Services

Avoiding four common pitfalls when moving to the cloud

As organizations increasingly move mission-critical workloads to the cloud, it’s important to recognize some of the common pitfalls and how best to mitigate their impact.

1. Selecting the correct level of service

It is crucial that organizations select the right cloud partners to operate their systems. An organization with a long history of operating software and applications may prefer to keep that operational support in-house, whereas another organization with less expertise may be happy to offload this responsibility.

By leveraging a Managed Services team, organizations can retain as much or as little direct responsibility for operations as they wish. Without managed services, they will be responsible for the application software being deployed, with the cloud provider taking ownership only of infrastructure services. Getting this balance right for an organization is about much more than comparing cost.

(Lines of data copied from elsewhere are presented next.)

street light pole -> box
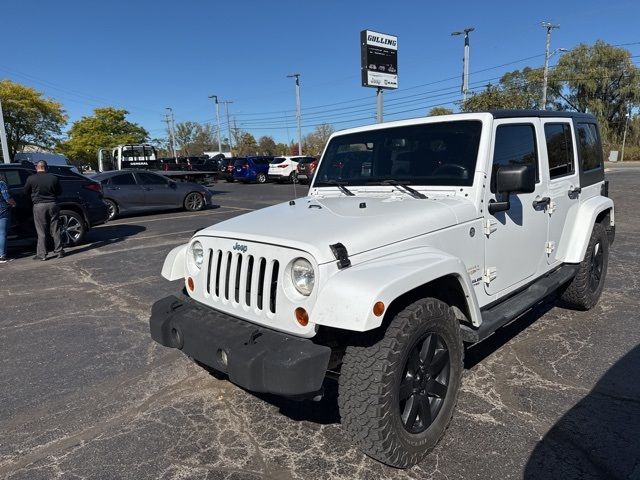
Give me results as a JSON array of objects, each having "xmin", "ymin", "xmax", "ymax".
[
  {"xmin": 451, "ymin": 27, "xmax": 475, "ymax": 102},
  {"xmin": 209, "ymin": 95, "xmax": 222, "ymax": 153},
  {"xmin": 287, "ymin": 73, "xmax": 302, "ymax": 155},
  {"xmin": 541, "ymin": 22, "xmax": 560, "ymax": 110}
]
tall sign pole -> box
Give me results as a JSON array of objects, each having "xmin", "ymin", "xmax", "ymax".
[
  {"xmin": 451, "ymin": 27, "xmax": 475, "ymax": 102},
  {"xmin": 0, "ymin": 101, "xmax": 11, "ymax": 163},
  {"xmin": 209, "ymin": 95, "xmax": 222, "ymax": 153},
  {"xmin": 360, "ymin": 30, "xmax": 398, "ymax": 123},
  {"xmin": 540, "ymin": 22, "xmax": 560, "ymax": 110}
]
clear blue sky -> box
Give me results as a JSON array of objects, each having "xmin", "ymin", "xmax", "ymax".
[{"xmin": 0, "ymin": 0, "xmax": 640, "ymax": 141}]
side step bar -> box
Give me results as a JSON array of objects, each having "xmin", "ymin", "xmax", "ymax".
[{"xmin": 462, "ymin": 265, "xmax": 578, "ymax": 343}]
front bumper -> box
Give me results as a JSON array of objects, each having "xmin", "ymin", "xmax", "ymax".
[{"xmin": 149, "ymin": 295, "xmax": 331, "ymax": 396}]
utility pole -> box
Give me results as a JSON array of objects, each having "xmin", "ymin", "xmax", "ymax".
[
  {"xmin": 451, "ymin": 27, "xmax": 475, "ymax": 102},
  {"xmin": 287, "ymin": 73, "xmax": 302, "ymax": 155},
  {"xmin": 620, "ymin": 112, "xmax": 631, "ymax": 162},
  {"xmin": 0, "ymin": 101, "xmax": 11, "ymax": 163},
  {"xmin": 166, "ymin": 107, "xmax": 178, "ymax": 163},
  {"xmin": 209, "ymin": 95, "xmax": 222, "ymax": 153},
  {"xmin": 540, "ymin": 22, "xmax": 560, "ymax": 110},
  {"xmin": 222, "ymin": 100, "xmax": 233, "ymax": 150}
]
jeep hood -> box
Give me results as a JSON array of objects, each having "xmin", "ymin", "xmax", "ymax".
[{"xmin": 197, "ymin": 195, "xmax": 476, "ymax": 263}]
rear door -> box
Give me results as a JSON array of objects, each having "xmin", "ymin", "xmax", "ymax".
[
  {"xmin": 102, "ymin": 172, "xmax": 144, "ymax": 211},
  {"xmin": 542, "ymin": 119, "xmax": 580, "ymax": 265},
  {"xmin": 483, "ymin": 118, "xmax": 548, "ymax": 295},
  {"xmin": 136, "ymin": 172, "xmax": 182, "ymax": 208}
]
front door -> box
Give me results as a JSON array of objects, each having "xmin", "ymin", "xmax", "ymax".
[
  {"xmin": 542, "ymin": 119, "xmax": 580, "ymax": 265},
  {"xmin": 483, "ymin": 118, "xmax": 548, "ymax": 295}
]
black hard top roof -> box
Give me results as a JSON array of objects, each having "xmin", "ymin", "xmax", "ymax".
[{"xmin": 489, "ymin": 110, "xmax": 596, "ymax": 121}]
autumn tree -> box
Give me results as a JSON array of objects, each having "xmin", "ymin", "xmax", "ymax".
[
  {"xmin": 59, "ymin": 107, "xmax": 149, "ymax": 167},
  {"xmin": 0, "ymin": 80, "xmax": 67, "ymax": 158}
]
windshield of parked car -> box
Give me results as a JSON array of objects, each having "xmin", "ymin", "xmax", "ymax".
[{"xmin": 314, "ymin": 120, "xmax": 482, "ymax": 187}]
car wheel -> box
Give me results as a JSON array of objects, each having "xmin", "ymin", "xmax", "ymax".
[
  {"xmin": 58, "ymin": 210, "xmax": 87, "ymax": 247},
  {"xmin": 104, "ymin": 198, "xmax": 118, "ymax": 220},
  {"xmin": 560, "ymin": 223, "xmax": 609, "ymax": 310},
  {"xmin": 184, "ymin": 192, "xmax": 205, "ymax": 212},
  {"xmin": 338, "ymin": 298, "xmax": 463, "ymax": 468}
]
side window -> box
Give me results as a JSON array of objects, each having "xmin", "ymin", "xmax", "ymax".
[
  {"xmin": 577, "ymin": 123, "xmax": 602, "ymax": 172},
  {"xmin": 544, "ymin": 123, "xmax": 575, "ymax": 179},
  {"xmin": 111, "ymin": 173, "xmax": 136, "ymax": 185},
  {"xmin": 138, "ymin": 173, "xmax": 169, "ymax": 185},
  {"xmin": 491, "ymin": 124, "xmax": 540, "ymax": 192}
]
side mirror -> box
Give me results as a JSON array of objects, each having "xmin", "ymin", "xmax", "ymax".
[{"xmin": 489, "ymin": 165, "xmax": 536, "ymax": 214}]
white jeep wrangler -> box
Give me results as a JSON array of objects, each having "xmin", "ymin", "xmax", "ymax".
[{"xmin": 150, "ymin": 111, "xmax": 615, "ymax": 467}]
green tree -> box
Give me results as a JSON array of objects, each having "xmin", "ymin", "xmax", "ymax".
[
  {"xmin": 0, "ymin": 80, "xmax": 67, "ymax": 158},
  {"xmin": 553, "ymin": 40, "xmax": 640, "ymax": 141},
  {"xmin": 258, "ymin": 135, "xmax": 278, "ymax": 155},
  {"xmin": 429, "ymin": 107, "xmax": 453, "ymax": 117},
  {"xmin": 59, "ymin": 107, "xmax": 149, "ymax": 167}
]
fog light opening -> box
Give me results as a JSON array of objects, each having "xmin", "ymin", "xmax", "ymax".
[
  {"xmin": 218, "ymin": 348, "xmax": 229, "ymax": 367},
  {"xmin": 295, "ymin": 307, "xmax": 309, "ymax": 327}
]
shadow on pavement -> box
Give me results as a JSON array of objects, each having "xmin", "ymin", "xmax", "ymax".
[{"xmin": 524, "ymin": 345, "xmax": 640, "ymax": 480}]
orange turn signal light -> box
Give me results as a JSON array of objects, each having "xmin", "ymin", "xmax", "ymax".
[{"xmin": 295, "ymin": 307, "xmax": 309, "ymax": 327}]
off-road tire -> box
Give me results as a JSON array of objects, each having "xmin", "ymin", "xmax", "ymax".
[
  {"xmin": 560, "ymin": 223, "xmax": 609, "ymax": 310},
  {"xmin": 338, "ymin": 298, "xmax": 464, "ymax": 468}
]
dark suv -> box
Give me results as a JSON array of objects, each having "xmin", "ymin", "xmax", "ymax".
[
  {"xmin": 233, "ymin": 156, "xmax": 275, "ymax": 183},
  {"xmin": 0, "ymin": 164, "xmax": 108, "ymax": 246}
]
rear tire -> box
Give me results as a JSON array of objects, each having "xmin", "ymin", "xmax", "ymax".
[
  {"xmin": 338, "ymin": 298, "xmax": 464, "ymax": 468},
  {"xmin": 58, "ymin": 210, "xmax": 87, "ymax": 247},
  {"xmin": 560, "ymin": 223, "xmax": 609, "ymax": 310}
]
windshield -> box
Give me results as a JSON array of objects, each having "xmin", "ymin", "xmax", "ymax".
[{"xmin": 314, "ymin": 120, "xmax": 482, "ymax": 187}]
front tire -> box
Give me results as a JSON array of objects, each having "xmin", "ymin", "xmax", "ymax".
[
  {"xmin": 58, "ymin": 210, "xmax": 87, "ymax": 247},
  {"xmin": 338, "ymin": 298, "xmax": 464, "ymax": 468},
  {"xmin": 560, "ymin": 223, "xmax": 609, "ymax": 310}
]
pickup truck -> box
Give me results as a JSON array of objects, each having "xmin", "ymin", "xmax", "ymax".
[{"xmin": 150, "ymin": 111, "xmax": 615, "ymax": 468}]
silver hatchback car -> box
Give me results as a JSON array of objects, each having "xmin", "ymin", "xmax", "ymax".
[{"xmin": 92, "ymin": 170, "xmax": 211, "ymax": 220}]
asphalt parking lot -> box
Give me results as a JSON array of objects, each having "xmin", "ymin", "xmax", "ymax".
[{"xmin": 0, "ymin": 172, "xmax": 640, "ymax": 480}]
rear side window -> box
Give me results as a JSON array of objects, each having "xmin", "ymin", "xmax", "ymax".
[
  {"xmin": 544, "ymin": 123, "xmax": 574, "ymax": 179},
  {"xmin": 578, "ymin": 123, "xmax": 602, "ymax": 172},
  {"xmin": 111, "ymin": 173, "xmax": 136, "ymax": 185},
  {"xmin": 491, "ymin": 124, "xmax": 539, "ymax": 192}
]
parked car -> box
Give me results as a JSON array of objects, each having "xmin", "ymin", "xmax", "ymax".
[
  {"xmin": 233, "ymin": 156, "xmax": 274, "ymax": 183},
  {"xmin": 0, "ymin": 163, "xmax": 109, "ymax": 246},
  {"xmin": 218, "ymin": 157, "xmax": 245, "ymax": 182},
  {"xmin": 150, "ymin": 110, "xmax": 612, "ymax": 468},
  {"xmin": 92, "ymin": 170, "xmax": 211, "ymax": 220},
  {"xmin": 298, "ymin": 157, "xmax": 318, "ymax": 183},
  {"xmin": 268, "ymin": 156, "xmax": 312, "ymax": 183}
]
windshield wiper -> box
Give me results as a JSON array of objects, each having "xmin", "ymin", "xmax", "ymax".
[
  {"xmin": 322, "ymin": 180, "xmax": 355, "ymax": 197},
  {"xmin": 380, "ymin": 180, "xmax": 427, "ymax": 199}
]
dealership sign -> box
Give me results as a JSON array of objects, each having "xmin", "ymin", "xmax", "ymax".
[{"xmin": 360, "ymin": 30, "xmax": 398, "ymax": 88}]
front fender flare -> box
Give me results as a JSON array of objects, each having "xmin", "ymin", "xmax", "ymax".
[
  {"xmin": 311, "ymin": 247, "xmax": 482, "ymax": 332},
  {"xmin": 162, "ymin": 243, "xmax": 188, "ymax": 281}
]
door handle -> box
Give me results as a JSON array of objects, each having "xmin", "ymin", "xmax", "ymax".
[{"xmin": 533, "ymin": 197, "xmax": 551, "ymax": 208}]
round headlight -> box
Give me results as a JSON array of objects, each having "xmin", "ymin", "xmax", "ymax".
[
  {"xmin": 191, "ymin": 240, "xmax": 204, "ymax": 268},
  {"xmin": 291, "ymin": 258, "xmax": 316, "ymax": 296}
]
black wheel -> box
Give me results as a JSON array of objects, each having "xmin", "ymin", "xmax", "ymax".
[
  {"xmin": 59, "ymin": 210, "xmax": 87, "ymax": 247},
  {"xmin": 184, "ymin": 192, "xmax": 205, "ymax": 212},
  {"xmin": 104, "ymin": 198, "xmax": 118, "ymax": 220},
  {"xmin": 560, "ymin": 223, "xmax": 609, "ymax": 310},
  {"xmin": 338, "ymin": 298, "xmax": 464, "ymax": 468}
]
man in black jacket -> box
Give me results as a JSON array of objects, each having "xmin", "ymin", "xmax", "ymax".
[{"xmin": 24, "ymin": 160, "xmax": 64, "ymax": 260}]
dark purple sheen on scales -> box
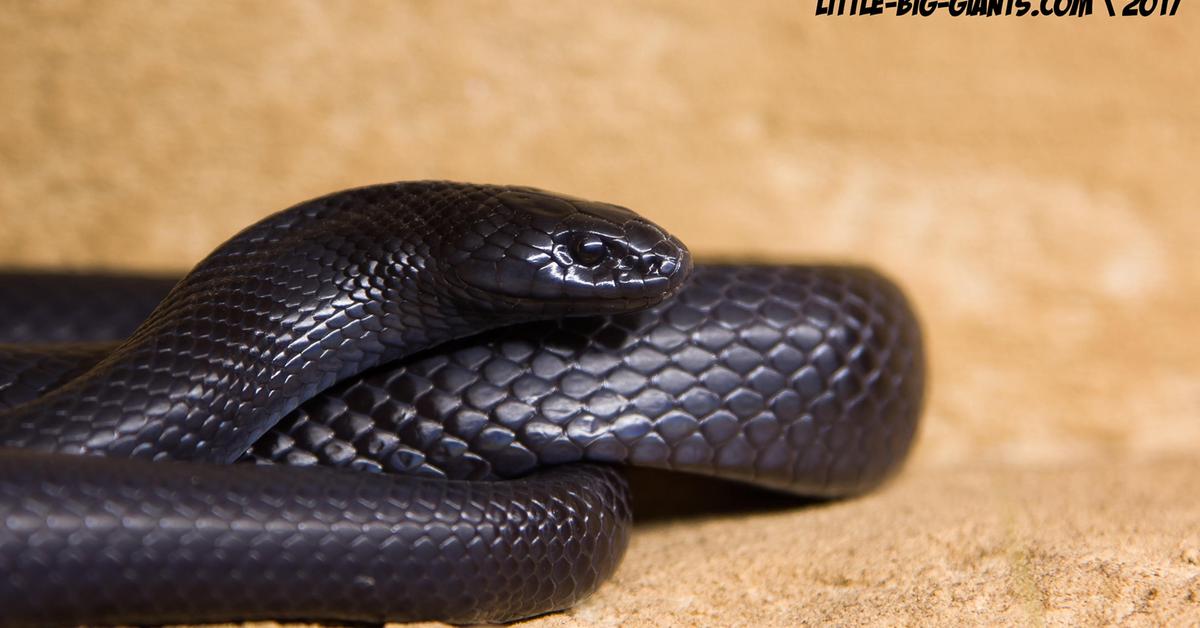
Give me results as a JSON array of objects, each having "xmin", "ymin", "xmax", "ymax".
[{"xmin": 0, "ymin": 181, "xmax": 924, "ymax": 624}]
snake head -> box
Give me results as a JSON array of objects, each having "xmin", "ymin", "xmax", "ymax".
[{"xmin": 452, "ymin": 187, "xmax": 691, "ymax": 316}]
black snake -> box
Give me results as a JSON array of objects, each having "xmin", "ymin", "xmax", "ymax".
[{"xmin": 0, "ymin": 183, "xmax": 924, "ymax": 624}]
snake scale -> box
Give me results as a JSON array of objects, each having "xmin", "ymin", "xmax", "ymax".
[{"xmin": 0, "ymin": 181, "xmax": 924, "ymax": 624}]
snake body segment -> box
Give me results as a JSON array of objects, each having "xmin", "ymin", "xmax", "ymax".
[{"xmin": 0, "ymin": 183, "xmax": 924, "ymax": 623}]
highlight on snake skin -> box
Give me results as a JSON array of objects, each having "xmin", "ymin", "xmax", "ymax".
[{"xmin": 0, "ymin": 181, "xmax": 925, "ymax": 626}]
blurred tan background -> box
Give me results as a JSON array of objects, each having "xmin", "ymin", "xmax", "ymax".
[{"xmin": 0, "ymin": 0, "xmax": 1200, "ymax": 626}]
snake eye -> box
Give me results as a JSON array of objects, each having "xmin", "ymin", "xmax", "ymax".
[{"xmin": 571, "ymin": 235, "xmax": 608, "ymax": 267}]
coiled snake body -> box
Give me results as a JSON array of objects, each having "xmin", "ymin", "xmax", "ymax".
[{"xmin": 0, "ymin": 183, "xmax": 924, "ymax": 623}]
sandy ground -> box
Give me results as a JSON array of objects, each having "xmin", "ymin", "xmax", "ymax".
[{"xmin": 0, "ymin": 0, "xmax": 1200, "ymax": 626}]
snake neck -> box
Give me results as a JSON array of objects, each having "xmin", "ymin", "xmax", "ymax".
[{"xmin": 0, "ymin": 184, "xmax": 526, "ymax": 462}]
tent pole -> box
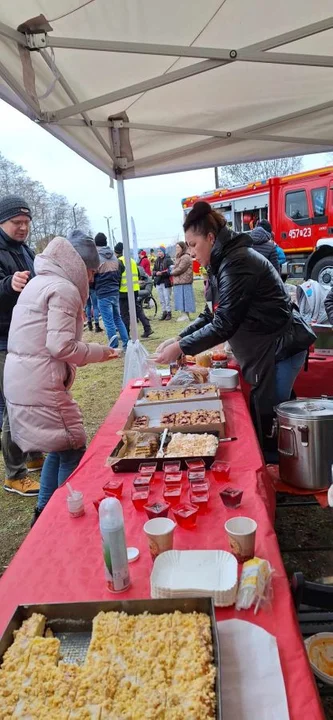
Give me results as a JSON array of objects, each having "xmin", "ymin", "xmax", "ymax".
[{"xmin": 117, "ymin": 177, "xmax": 139, "ymax": 341}]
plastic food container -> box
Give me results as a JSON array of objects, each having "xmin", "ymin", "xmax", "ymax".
[
  {"xmin": 93, "ymin": 495, "xmax": 107, "ymax": 512},
  {"xmin": 164, "ymin": 470, "xmax": 183, "ymax": 485},
  {"xmin": 133, "ymin": 475, "xmax": 153, "ymax": 490},
  {"xmin": 139, "ymin": 463, "xmax": 157, "ymax": 476},
  {"xmin": 220, "ymin": 487, "xmax": 243, "ymax": 509},
  {"xmin": 144, "ymin": 501, "xmax": 171, "ymax": 520},
  {"xmin": 172, "ymin": 503, "xmax": 199, "ymax": 530},
  {"xmin": 163, "ymin": 485, "xmax": 182, "ymax": 505},
  {"xmin": 209, "ymin": 368, "xmax": 239, "ymax": 390},
  {"xmin": 103, "ymin": 478, "xmax": 123, "ymax": 499},
  {"xmin": 210, "ymin": 460, "xmax": 230, "ymax": 482},
  {"xmin": 190, "ymin": 486, "xmax": 209, "ymax": 514},
  {"xmin": 131, "ymin": 486, "xmax": 150, "ymax": 511}
]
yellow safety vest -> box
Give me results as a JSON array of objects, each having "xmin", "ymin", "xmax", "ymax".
[{"xmin": 119, "ymin": 255, "xmax": 140, "ymax": 292}]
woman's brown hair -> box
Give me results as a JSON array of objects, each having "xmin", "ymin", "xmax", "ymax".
[
  {"xmin": 176, "ymin": 240, "xmax": 187, "ymax": 255},
  {"xmin": 183, "ymin": 201, "xmax": 227, "ymax": 237}
]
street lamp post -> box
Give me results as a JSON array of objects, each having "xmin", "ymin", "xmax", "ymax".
[
  {"xmin": 104, "ymin": 215, "xmax": 113, "ymax": 249},
  {"xmin": 73, "ymin": 203, "xmax": 77, "ymax": 227}
]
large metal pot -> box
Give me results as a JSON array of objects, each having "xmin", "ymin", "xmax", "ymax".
[{"xmin": 277, "ymin": 397, "xmax": 333, "ymax": 490}]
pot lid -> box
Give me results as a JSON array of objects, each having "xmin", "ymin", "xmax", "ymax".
[{"xmin": 277, "ymin": 397, "xmax": 333, "ymax": 420}]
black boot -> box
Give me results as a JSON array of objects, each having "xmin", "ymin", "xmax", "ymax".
[{"xmin": 30, "ymin": 507, "xmax": 42, "ymax": 527}]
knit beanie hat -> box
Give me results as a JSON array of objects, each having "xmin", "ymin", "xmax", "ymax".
[
  {"xmin": 250, "ymin": 226, "xmax": 271, "ymax": 245},
  {"xmin": 67, "ymin": 229, "xmax": 101, "ymax": 270},
  {"xmin": 114, "ymin": 243, "xmax": 124, "ymax": 255},
  {"xmin": 257, "ymin": 218, "xmax": 272, "ymax": 233},
  {"xmin": 0, "ymin": 195, "xmax": 31, "ymax": 223},
  {"xmin": 95, "ymin": 233, "xmax": 108, "ymax": 247}
]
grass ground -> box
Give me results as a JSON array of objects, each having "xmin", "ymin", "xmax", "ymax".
[{"xmin": 0, "ymin": 281, "xmax": 333, "ymax": 720}]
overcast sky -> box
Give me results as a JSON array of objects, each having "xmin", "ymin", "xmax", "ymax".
[{"xmin": 0, "ymin": 100, "xmax": 327, "ymax": 246}]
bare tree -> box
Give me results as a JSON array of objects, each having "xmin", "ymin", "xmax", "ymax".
[
  {"xmin": 218, "ymin": 157, "xmax": 303, "ymax": 187},
  {"xmin": 0, "ymin": 153, "xmax": 91, "ymax": 251}
]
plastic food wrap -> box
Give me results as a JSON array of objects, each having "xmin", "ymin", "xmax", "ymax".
[{"xmin": 236, "ymin": 557, "xmax": 273, "ymax": 615}]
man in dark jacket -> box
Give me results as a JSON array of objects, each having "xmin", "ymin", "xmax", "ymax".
[
  {"xmin": 0, "ymin": 195, "xmax": 43, "ymax": 496},
  {"xmin": 94, "ymin": 233, "xmax": 128, "ymax": 350},
  {"xmin": 250, "ymin": 225, "xmax": 280, "ymax": 274}
]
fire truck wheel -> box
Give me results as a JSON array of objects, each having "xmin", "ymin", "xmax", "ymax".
[{"xmin": 311, "ymin": 255, "xmax": 333, "ymax": 287}]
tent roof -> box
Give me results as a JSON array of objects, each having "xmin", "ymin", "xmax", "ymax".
[{"xmin": 0, "ymin": 0, "xmax": 333, "ymax": 178}]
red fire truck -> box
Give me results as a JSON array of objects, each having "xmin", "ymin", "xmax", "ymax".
[{"xmin": 182, "ymin": 167, "xmax": 333, "ymax": 285}]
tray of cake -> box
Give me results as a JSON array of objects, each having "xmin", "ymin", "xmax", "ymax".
[
  {"xmin": 107, "ymin": 430, "xmax": 219, "ymax": 473},
  {"xmin": 0, "ymin": 597, "xmax": 222, "ymax": 720},
  {"xmin": 123, "ymin": 399, "xmax": 225, "ymax": 437},
  {"xmin": 135, "ymin": 383, "xmax": 220, "ymax": 406}
]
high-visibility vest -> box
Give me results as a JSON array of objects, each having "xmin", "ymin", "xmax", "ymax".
[{"xmin": 119, "ymin": 255, "xmax": 140, "ymax": 292}]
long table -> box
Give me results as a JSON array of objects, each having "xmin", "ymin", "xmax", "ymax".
[{"xmin": 0, "ymin": 387, "xmax": 324, "ymax": 720}]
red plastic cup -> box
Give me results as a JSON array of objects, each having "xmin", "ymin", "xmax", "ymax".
[
  {"xmin": 139, "ymin": 463, "xmax": 157, "ymax": 475},
  {"xmin": 103, "ymin": 478, "xmax": 123, "ymax": 499},
  {"xmin": 210, "ymin": 460, "xmax": 230, "ymax": 482},
  {"xmin": 172, "ymin": 503, "xmax": 199, "ymax": 530},
  {"xmin": 164, "ymin": 470, "xmax": 183, "ymax": 487},
  {"xmin": 220, "ymin": 487, "xmax": 243, "ymax": 509},
  {"xmin": 163, "ymin": 485, "xmax": 182, "ymax": 506},
  {"xmin": 185, "ymin": 458, "xmax": 205, "ymax": 470},
  {"xmin": 190, "ymin": 482, "xmax": 209, "ymax": 495},
  {"xmin": 144, "ymin": 500, "xmax": 171, "ymax": 520},
  {"xmin": 131, "ymin": 487, "xmax": 150, "ymax": 511},
  {"xmin": 133, "ymin": 475, "xmax": 153, "ymax": 490},
  {"xmin": 163, "ymin": 460, "xmax": 180, "ymax": 474}
]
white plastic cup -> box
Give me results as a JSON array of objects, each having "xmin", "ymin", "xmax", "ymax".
[
  {"xmin": 143, "ymin": 518, "xmax": 176, "ymax": 560},
  {"xmin": 224, "ymin": 517, "xmax": 258, "ymax": 562},
  {"xmin": 67, "ymin": 490, "xmax": 84, "ymax": 517}
]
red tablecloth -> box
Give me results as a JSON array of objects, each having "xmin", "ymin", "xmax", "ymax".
[{"xmin": 0, "ymin": 388, "xmax": 324, "ymax": 720}]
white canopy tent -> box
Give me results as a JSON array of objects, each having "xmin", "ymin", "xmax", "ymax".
[{"xmin": 0, "ymin": 0, "xmax": 333, "ymax": 338}]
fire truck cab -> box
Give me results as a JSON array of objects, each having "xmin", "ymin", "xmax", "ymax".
[{"xmin": 182, "ymin": 167, "xmax": 333, "ymax": 286}]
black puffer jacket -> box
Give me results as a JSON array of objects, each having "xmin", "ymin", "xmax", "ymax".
[
  {"xmin": 0, "ymin": 228, "xmax": 35, "ymax": 340},
  {"xmin": 324, "ymin": 288, "xmax": 333, "ymax": 325},
  {"xmin": 180, "ymin": 227, "xmax": 292, "ymax": 355},
  {"xmin": 250, "ymin": 227, "xmax": 280, "ymax": 274},
  {"xmin": 153, "ymin": 255, "xmax": 172, "ymax": 287}
]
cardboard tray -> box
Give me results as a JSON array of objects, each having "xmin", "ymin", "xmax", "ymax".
[
  {"xmin": 107, "ymin": 426, "xmax": 219, "ymax": 473},
  {"xmin": 123, "ymin": 399, "xmax": 225, "ymax": 437},
  {"xmin": 135, "ymin": 382, "xmax": 220, "ymax": 409},
  {"xmin": 0, "ymin": 597, "xmax": 222, "ymax": 720}
]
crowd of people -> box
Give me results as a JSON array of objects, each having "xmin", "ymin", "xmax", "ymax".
[{"xmin": 0, "ymin": 190, "xmax": 315, "ymax": 520}]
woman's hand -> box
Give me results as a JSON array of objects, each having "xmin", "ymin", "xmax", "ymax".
[
  {"xmin": 155, "ymin": 337, "xmax": 179, "ymax": 355},
  {"xmin": 154, "ymin": 340, "xmax": 182, "ymax": 365}
]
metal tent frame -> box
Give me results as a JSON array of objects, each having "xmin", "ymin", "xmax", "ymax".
[{"xmin": 0, "ymin": 9, "xmax": 333, "ymax": 340}]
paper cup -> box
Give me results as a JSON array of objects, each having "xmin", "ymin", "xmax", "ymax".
[
  {"xmin": 143, "ymin": 518, "xmax": 176, "ymax": 560},
  {"xmin": 224, "ymin": 517, "xmax": 257, "ymax": 562}
]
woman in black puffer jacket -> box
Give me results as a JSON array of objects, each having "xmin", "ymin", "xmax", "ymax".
[
  {"xmin": 250, "ymin": 225, "xmax": 280, "ymax": 274},
  {"xmin": 157, "ymin": 202, "xmax": 315, "ymax": 450}
]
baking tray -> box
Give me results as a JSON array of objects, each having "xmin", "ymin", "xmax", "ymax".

2. Planning and preparation

Once the right partners have been identified, it is essential to have clear roles and responsibilities and excellent communication to avoid delays and missteps during the cloud transition.

At the outset a RACI (Responsible/Accountable/Consulted/Informed) chart must exist with clear alignment to contractual obligations. Regular communication within the team is critical: status reporting, daily stand-up calls to get early visibility of problems and higher-level steering committee meetings all contribute to the success of any IT program. This is even more important in cloud transitions, and with teams spread widely in terms of time zone and geography.

3. Logistics

In many situations, moving applications to the cloud can involve copying many TBs of data to the cloud environment. In some cases, it may be more efficient to use a physical copying approach, potentially doing a final true-up over the wire. If using an ETL (Extract, Transform, Load) approach, extracting and loading locally rather than across the connection to the cloud, staged data must be copied from an extract server on premise to a load server in the cloud for optimal overall performance.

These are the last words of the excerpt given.